I have two functions with following signatures:

int f1(void* data);

and

int f2(const void* data);

Then I do this:

int (*f) (void*) = f2;

E.g. I need one pointer type to refer to both functions. However, I get a warning because of removing that const modifier. Is there any way around that? (I can't change f1 and f2 signatures)

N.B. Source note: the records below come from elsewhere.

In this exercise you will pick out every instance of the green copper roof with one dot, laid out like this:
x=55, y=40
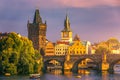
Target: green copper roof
x=37, y=18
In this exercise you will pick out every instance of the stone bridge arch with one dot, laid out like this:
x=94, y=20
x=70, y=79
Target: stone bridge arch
x=112, y=64
x=97, y=59
x=59, y=59
x=112, y=59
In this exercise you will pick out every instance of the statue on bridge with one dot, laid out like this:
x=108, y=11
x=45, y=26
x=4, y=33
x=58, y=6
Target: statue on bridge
x=67, y=63
x=105, y=64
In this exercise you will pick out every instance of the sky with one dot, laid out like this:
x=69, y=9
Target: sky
x=92, y=20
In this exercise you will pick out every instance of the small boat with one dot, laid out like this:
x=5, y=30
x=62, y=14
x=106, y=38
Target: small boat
x=7, y=74
x=34, y=76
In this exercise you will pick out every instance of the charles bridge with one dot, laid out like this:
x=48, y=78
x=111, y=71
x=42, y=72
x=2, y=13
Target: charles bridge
x=111, y=59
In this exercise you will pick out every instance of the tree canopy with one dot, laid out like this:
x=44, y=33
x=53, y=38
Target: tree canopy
x=107, y=46
x=17, y=55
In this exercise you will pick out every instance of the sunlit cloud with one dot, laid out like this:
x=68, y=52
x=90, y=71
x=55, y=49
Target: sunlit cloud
x=74, y=3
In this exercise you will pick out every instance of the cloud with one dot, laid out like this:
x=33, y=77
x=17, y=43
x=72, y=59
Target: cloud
x=75, y=3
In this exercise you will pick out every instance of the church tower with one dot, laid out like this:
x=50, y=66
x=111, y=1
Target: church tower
x=66, y=33
x=37, y=31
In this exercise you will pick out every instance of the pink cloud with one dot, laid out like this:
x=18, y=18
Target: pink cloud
x=74, y=3
x=88, y=3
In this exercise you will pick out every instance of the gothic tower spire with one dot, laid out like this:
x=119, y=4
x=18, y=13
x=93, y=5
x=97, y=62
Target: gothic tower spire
x=37, y=18
x=66, y=33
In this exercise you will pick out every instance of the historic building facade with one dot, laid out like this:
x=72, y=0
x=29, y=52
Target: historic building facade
x=49, y=49
x=66, y=33
x=37, y=32
x=61, y=48
x=77, y=47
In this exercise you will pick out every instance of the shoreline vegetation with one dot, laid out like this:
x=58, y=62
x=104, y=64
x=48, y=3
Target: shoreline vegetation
x=17, y=55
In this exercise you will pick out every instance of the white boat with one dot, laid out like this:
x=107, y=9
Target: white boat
x=78, y=76
x=34, y=76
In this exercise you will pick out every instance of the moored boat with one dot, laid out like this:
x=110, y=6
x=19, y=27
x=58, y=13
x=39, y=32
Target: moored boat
x=7, y=74
x=34, y=76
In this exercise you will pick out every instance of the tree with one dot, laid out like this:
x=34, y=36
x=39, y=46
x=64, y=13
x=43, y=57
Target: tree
x=17, y=55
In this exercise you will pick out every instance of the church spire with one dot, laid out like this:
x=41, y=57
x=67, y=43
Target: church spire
x=67, y=24
x=37, y=18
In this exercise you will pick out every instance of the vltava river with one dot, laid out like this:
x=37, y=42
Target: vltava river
x=82, y=75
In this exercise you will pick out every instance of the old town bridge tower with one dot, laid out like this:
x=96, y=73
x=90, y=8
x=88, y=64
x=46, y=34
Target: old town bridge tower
x=37, y=31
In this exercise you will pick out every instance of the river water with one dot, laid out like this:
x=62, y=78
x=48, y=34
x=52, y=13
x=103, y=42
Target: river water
x=82, y=75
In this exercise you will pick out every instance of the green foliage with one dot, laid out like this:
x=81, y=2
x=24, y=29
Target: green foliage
x=17, y=55
x=107, y=46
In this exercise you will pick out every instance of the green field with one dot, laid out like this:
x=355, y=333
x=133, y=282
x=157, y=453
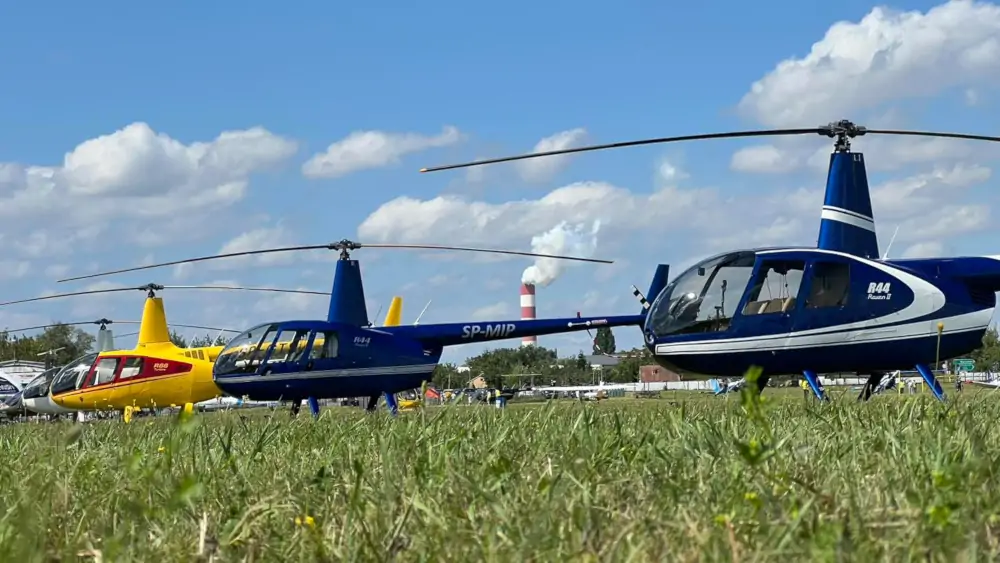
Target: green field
x=691, y=479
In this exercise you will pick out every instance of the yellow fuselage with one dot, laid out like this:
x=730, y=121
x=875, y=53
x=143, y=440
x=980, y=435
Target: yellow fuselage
x=166, y=376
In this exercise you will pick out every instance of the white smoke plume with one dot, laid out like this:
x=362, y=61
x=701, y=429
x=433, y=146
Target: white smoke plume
x=561, y=239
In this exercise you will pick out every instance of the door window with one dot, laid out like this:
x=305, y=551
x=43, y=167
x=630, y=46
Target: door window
x=289, y=345
x=325, y=345
x=131, y=368
x=104, y=371
x=775, y=287
x=831, y=285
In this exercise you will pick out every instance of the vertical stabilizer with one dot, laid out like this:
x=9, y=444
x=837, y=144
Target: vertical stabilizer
x=153, y=327
x=395, y=315
x=847, y=224
x=660, y=278
x=347, y=300
x=105, y=340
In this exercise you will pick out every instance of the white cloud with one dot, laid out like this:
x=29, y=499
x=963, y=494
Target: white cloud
x=929, y=249
x=559, y=240
x=905, y=196
x=763, y=158
x=363, y=150
x=136, y=176
x=545, y=168
x=888, y=55
x=497, y=311
x=453, y=217
x=14, y=269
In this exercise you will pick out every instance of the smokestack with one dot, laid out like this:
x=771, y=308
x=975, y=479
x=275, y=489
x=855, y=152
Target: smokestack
x=528, y=310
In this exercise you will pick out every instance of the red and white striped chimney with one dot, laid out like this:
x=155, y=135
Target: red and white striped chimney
x=528, y=311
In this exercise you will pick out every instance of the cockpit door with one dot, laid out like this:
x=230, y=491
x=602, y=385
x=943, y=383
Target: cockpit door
x=769, y=303
x=288, y=353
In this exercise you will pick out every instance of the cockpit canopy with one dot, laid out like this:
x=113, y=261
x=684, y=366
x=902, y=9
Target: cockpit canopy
x=704, y=297
x=70, y=376
x=39, y=386
x=275, y=343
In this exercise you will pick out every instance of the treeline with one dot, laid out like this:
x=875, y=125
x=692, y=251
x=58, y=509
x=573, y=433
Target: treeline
x=61, y=344
x=512, y=367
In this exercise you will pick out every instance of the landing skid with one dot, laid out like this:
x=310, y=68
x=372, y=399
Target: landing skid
x=390, y=402
x=871, y=385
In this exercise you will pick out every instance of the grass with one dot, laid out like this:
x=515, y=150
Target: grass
x=702, y=479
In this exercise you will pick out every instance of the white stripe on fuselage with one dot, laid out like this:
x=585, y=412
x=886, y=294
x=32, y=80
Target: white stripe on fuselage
x=848, y=217
x=45, y=405
x=790, y=341
x=330, y=373
x=927, y=299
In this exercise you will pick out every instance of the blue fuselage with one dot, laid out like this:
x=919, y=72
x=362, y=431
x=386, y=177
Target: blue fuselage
x=792, y=310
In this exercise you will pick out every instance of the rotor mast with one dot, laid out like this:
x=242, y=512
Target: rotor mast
x=846, y=221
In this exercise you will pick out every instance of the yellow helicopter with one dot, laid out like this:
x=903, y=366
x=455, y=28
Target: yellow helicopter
x=155, y=374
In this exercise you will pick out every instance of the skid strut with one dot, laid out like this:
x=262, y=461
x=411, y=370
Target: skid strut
x=931, y=381
x=813, y=380
x=871, y=385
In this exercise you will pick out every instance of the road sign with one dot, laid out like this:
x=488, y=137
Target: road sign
x=965, y=365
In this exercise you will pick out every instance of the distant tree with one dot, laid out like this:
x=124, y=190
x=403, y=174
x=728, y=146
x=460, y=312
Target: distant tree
x=63, y=341
x=604, y=343
x=178, y=340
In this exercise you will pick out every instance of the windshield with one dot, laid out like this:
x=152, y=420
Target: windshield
x=704, y=298
x=13, y=401
x=39, y=386
x=7, y=387
x=70, y=377
x=244, y=353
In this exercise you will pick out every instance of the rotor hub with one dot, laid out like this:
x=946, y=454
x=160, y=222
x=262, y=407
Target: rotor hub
x=345, y=247
x=842, y=132
x=150, y=289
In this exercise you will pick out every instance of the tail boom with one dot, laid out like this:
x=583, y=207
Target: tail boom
x=453, y=334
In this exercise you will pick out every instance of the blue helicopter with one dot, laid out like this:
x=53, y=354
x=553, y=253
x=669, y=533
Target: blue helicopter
x=345, y=355
x=837, y=307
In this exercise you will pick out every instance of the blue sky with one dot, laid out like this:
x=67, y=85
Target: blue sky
x=152, y=89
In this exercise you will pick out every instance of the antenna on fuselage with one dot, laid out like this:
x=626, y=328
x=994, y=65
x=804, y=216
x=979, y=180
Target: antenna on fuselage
x=892, y=240
x=347, y=299
x=421, y=315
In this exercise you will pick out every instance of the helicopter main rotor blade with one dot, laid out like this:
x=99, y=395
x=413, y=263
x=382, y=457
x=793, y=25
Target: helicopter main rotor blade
x=342, y=246
x=200, y=259
x=623, y=144
x=486, y=250
x=933, y=134
x=79, y=323
x=212, y=328
x=156, y=287
x=845, y=128
x=72, y=294
x=241, y=288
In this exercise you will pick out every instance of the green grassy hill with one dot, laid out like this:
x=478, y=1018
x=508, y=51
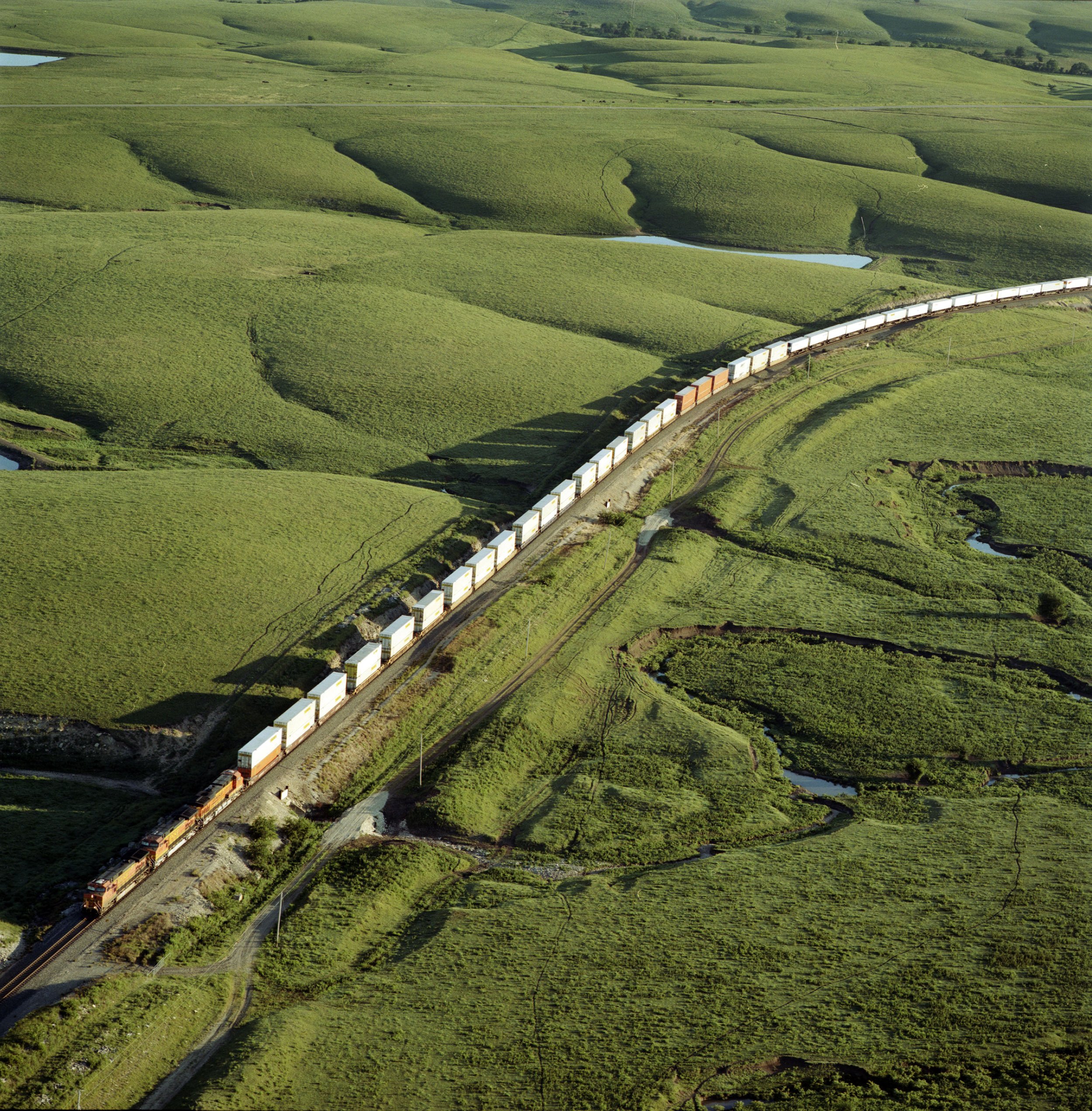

Let me explain why I need this. The thing is I was writing wrappers for read() and write() system calls and I noticed that both of them were identical except for call to read() or write(). So I decided to make one wrapper function and pass the needed function using a pointer. So it's all just to get rid of copy-paste. And now I'm not sure if it was a good idea at all.

网友答案:

Is an union working ?

union generic_void
{
    void       *data;
    void const *const_data;
} generic_void_t;

int (*f) (generic_void_t) = f1;
int (*f) (generic_void_t) = f2;
网友答案:

f1 anf f2 have different signatures and creating a pointer capable of taking either value is prone to undefined behavior.

I need one pointer type to refer to both functions. ... Is there any way around that?

Do not include a signature in the function pointers arguments.

int f1(void* data);
int f2(const void* data);

int fooy(void) {
  int (*fp1)() = f1;
  int (*fp2)() = f2;
  void* data1;
  const void* data2;
  return (*fp1)(data1) + (*fp2)(data2);
}

This defeats type checking in (*fp1)(data1) + (*fp2)(data2) as code could call (*fp1)(data2) or (*fp2)(1,2,3). Code is on the precipice.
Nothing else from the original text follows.